When new hires do start, make sure their manager sits down with them to explain what their responsibilities and day-to-day duties will look like. It is also beneficial for managers to create a two-week plan that focuses on bringing their new employee up to speed on things like internal terminology, important systems and tools they will need to effectively do their job, and other teams within the organisation they will be working closely with.

If the new employee is hired to fill in for someone who is leaving the company, try to plan their start date a week or two before the current employee leaves. This will give them a chance to be trained by someone who has actually been in the role.

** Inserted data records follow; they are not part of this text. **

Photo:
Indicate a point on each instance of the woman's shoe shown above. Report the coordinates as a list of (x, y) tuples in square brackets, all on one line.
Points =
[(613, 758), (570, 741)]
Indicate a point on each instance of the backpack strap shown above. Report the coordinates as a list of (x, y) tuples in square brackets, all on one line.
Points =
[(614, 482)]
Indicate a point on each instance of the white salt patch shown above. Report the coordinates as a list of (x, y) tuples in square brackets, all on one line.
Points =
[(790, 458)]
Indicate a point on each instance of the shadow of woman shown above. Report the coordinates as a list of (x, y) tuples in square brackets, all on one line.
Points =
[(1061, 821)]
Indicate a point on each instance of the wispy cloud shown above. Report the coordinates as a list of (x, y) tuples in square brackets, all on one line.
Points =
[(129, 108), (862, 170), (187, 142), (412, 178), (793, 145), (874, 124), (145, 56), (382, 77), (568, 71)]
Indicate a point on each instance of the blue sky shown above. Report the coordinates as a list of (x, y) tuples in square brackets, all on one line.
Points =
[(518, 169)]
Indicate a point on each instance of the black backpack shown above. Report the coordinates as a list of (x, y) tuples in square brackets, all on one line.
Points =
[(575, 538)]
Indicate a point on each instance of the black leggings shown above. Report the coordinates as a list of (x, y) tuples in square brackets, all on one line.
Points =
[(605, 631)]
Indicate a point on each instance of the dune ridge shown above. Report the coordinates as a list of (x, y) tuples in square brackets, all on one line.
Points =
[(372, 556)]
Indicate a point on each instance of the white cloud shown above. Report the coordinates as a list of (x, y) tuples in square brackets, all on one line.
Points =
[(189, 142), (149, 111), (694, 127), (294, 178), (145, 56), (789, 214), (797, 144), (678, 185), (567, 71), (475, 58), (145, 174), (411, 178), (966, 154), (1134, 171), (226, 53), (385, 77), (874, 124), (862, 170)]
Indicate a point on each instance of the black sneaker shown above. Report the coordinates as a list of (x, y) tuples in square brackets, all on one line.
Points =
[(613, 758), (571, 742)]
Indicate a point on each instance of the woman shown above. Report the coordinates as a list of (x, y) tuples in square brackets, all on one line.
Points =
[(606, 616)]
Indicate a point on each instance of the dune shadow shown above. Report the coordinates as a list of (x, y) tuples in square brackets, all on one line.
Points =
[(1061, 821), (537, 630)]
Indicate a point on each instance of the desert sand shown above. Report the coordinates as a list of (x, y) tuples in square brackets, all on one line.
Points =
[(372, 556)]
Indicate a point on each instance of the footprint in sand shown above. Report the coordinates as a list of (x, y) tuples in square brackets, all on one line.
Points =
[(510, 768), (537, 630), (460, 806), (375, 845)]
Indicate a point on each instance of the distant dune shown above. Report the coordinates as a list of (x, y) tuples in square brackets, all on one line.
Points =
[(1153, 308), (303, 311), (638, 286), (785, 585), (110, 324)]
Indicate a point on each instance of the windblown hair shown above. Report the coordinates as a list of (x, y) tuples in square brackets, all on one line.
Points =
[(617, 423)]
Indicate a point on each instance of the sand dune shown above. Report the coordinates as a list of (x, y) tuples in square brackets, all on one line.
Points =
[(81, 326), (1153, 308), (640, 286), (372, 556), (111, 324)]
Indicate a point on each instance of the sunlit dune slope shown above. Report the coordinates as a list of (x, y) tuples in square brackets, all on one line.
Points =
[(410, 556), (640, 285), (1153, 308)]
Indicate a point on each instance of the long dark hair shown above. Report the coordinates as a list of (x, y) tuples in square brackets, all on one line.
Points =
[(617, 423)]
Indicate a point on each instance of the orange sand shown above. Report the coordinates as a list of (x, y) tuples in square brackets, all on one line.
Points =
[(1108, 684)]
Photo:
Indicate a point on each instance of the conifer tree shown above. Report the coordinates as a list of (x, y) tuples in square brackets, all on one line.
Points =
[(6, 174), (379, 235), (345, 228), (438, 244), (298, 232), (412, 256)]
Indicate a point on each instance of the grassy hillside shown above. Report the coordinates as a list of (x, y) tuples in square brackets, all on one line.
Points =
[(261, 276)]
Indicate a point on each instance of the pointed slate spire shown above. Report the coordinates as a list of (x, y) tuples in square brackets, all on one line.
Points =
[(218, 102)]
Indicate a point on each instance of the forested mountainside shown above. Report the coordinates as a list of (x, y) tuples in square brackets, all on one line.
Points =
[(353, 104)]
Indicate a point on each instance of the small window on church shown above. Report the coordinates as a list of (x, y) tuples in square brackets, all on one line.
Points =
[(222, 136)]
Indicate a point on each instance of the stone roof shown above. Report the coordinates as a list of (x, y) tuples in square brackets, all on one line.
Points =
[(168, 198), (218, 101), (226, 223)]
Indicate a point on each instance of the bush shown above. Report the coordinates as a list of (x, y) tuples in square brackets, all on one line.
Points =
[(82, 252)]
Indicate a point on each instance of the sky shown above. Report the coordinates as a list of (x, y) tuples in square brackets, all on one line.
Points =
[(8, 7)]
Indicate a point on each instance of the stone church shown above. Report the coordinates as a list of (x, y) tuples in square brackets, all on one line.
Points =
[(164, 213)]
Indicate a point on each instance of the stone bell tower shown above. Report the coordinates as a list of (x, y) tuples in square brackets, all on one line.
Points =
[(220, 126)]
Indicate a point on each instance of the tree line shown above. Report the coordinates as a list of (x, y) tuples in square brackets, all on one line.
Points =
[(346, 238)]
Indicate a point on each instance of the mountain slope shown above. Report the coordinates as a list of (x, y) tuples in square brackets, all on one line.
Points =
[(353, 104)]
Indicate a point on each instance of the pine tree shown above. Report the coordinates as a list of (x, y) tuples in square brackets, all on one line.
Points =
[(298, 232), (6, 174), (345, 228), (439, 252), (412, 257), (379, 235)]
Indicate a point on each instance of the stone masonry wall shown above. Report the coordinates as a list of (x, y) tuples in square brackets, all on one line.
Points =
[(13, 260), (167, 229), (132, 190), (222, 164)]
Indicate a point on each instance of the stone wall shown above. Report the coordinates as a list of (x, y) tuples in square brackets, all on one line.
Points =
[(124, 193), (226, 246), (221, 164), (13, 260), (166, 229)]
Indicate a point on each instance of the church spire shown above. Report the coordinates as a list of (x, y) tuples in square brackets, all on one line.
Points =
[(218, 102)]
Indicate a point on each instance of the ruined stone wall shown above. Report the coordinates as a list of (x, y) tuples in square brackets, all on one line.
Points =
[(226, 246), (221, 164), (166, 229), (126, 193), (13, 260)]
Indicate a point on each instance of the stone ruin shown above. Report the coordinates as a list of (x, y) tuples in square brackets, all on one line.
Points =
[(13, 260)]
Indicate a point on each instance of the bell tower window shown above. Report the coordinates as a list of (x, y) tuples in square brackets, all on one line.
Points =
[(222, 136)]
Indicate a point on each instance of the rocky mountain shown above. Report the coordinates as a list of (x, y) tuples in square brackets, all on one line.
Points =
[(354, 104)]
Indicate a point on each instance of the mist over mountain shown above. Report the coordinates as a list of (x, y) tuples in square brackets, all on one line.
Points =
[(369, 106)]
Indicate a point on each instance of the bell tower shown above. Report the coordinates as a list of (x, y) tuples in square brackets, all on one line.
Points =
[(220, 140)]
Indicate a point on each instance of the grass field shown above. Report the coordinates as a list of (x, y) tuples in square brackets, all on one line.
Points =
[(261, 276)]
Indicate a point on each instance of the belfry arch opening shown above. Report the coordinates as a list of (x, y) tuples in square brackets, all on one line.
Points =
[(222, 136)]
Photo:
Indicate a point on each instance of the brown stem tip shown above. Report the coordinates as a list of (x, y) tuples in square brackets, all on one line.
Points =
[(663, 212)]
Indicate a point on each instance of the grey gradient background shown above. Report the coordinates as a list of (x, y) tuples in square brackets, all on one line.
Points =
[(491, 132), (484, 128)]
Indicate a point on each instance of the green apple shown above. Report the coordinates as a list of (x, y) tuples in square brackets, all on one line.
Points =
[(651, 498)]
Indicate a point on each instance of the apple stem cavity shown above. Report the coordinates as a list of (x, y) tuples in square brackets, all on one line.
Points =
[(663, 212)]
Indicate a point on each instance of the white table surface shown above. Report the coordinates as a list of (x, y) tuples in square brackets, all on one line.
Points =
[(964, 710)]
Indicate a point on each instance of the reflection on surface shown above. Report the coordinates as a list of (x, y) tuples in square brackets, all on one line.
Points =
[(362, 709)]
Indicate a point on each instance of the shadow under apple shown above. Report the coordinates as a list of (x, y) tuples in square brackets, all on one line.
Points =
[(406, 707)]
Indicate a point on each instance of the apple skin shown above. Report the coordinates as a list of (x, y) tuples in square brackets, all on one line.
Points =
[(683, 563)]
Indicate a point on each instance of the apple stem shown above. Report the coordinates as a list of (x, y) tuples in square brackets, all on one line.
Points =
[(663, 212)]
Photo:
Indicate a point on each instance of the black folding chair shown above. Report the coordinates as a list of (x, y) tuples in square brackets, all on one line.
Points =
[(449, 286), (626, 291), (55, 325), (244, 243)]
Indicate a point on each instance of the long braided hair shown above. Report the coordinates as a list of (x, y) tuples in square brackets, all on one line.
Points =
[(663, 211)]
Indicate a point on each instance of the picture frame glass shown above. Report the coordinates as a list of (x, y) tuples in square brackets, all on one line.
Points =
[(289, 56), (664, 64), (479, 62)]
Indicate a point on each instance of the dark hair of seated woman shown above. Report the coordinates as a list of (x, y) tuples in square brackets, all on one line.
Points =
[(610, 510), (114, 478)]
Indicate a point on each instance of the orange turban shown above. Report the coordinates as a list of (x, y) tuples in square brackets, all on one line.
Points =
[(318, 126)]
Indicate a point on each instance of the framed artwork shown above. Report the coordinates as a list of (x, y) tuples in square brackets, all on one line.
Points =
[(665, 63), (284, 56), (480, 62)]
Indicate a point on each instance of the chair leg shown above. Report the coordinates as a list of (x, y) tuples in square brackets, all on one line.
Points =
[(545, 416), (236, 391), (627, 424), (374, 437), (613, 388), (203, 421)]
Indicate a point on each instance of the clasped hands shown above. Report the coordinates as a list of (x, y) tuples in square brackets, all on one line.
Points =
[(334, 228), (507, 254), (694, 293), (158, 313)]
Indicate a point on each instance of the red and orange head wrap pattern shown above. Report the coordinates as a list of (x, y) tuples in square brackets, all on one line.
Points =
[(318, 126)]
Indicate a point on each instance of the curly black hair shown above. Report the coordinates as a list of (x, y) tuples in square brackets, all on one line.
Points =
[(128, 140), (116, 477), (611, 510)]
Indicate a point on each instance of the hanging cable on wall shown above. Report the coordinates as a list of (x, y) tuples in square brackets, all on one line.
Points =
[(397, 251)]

2. Implement a buddy system

78% of employees spend more time with coworkers than they do with their family

While many new employees quit because they didn’t receive clear guidelines about their role, a great deal also leave because they lacked friendly coworkers. With 78% of employees spending more time with their coworkers than they do with their family, it shouldn’t come as a surprise that the kind of relationship employees have with each other can be a deciding factor to stay or leave a job.

As a result, to help retain your new hires, consider implementing a “buddy system”. This can help alleviate some of the stress and anxiety many new hires face when trying to figure out the social dynamic of a new workplace, while also helping to integrate them better into their role, team and the overall company culture.

3. Ensure managers are regularly checking in with new hires

Once a new hire has been in their role for a few weeks, it’s easy to think the hard part is over. After all, they have had their training, a buddy to rely on and probably a routine in place— your work is done right?

Unfortunately, that’s not the case, especially when 40%1 of new employees quit in their first six months. As a result, it’s important to set up regular checkpoints with new hires throughout their first few months to ensure they are fitting in well and don’t have any major concerns or questions.

If their manager doesn’t already have weekly or biweekly one-on-ones set up with your new hire, ask them to put something in the calendar. Almost 1 out of 10 new employees cited not having enough attention from their managers as the reason for leaving their job, so scheduling time in for new employees to interact and catch up with their manager can go a long way to helping retain them.

While it may seem like onboarding a new employee stops when they show up for their first day, in reality, it extends through to their tenure at the company. After all, whether your new employees quit after a few months, or after a few years, any kind of employee turnover is disruptive to the organisation and team. So take these steps to ensure you are supporting and retaining new hires as they develop and grow at the company.

1Methodology: This research was conducted by Lucid on behalf of Indeed among 1,000 Australian job seekers in 2019.